Ville travaille depuis 2013 comme juriste à la Commission européenne, à Bruxelles. Il est aveugle de naissance. Nous lui avons demandé ce qu’il avait pensé de la procédure de sélection et comment il se sentait à son poste au sein de la Commission européenne.

«J’ai trouvé l’équipe «Accessibilité» très compétente et bien organisée. Après avoir reçu mon dossier d'inscription, ils ont proposé des aménagements pour me permettre de participer équitablement à la première étape du concours, en tant que candidat non voyant, et j’ai trouvé leurs propositions très adéquates et adaptées. Cette excellente coopération s’est poursuivie durant tout le concours, y compris pendant la phase au centre d’évaluation. J’ai été très agréablement surpris par le fait que presque tous les documents sont au format numérique, car toute la correspondance envoyée et reçue est consignée dans des bases de données électroniques. Grâce à cela, moi qui utilise un logiciel de lecture d’écran, je ne perds pratiquement jamais de temps à numériser des documents sur papier, contrairement à mes emplois précédents. Je me sens pleinement intégré grâce à l’attitude bienveillante de mes collègues et de mes supérieurs.»

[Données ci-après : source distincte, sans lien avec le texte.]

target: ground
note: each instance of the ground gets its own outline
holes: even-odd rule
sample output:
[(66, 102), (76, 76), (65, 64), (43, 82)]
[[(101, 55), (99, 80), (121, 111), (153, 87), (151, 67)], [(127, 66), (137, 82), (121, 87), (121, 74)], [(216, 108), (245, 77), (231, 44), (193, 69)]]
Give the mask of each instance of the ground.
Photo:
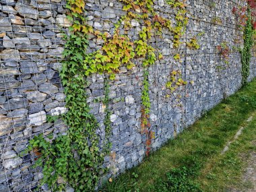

Ville donne quelques conseils aux candidats ayant des besoins particuliers qui postulent pour travailler dans les institutions européennes.

«Montrez que vous êtes motivé(e). Si vous souffrez d’un handicap, essayez de l’envisager du point de vue de l’employeur. Soyez prêt(e) à répondre aux questions sur ce sujet et réfléchissez au préalable à des solutions raisonnables pour faire face aux besoins particuliers que votre handicap peut engendrer pour le poste. Faites preuve de patience. Considérez chaque candidature et chaque entretien comme une occasion d’apprendre, même si vous n’êtes pas choisi(e). Concentrez-vous sur les compétences plutôt que sur les besoins spécifiques.»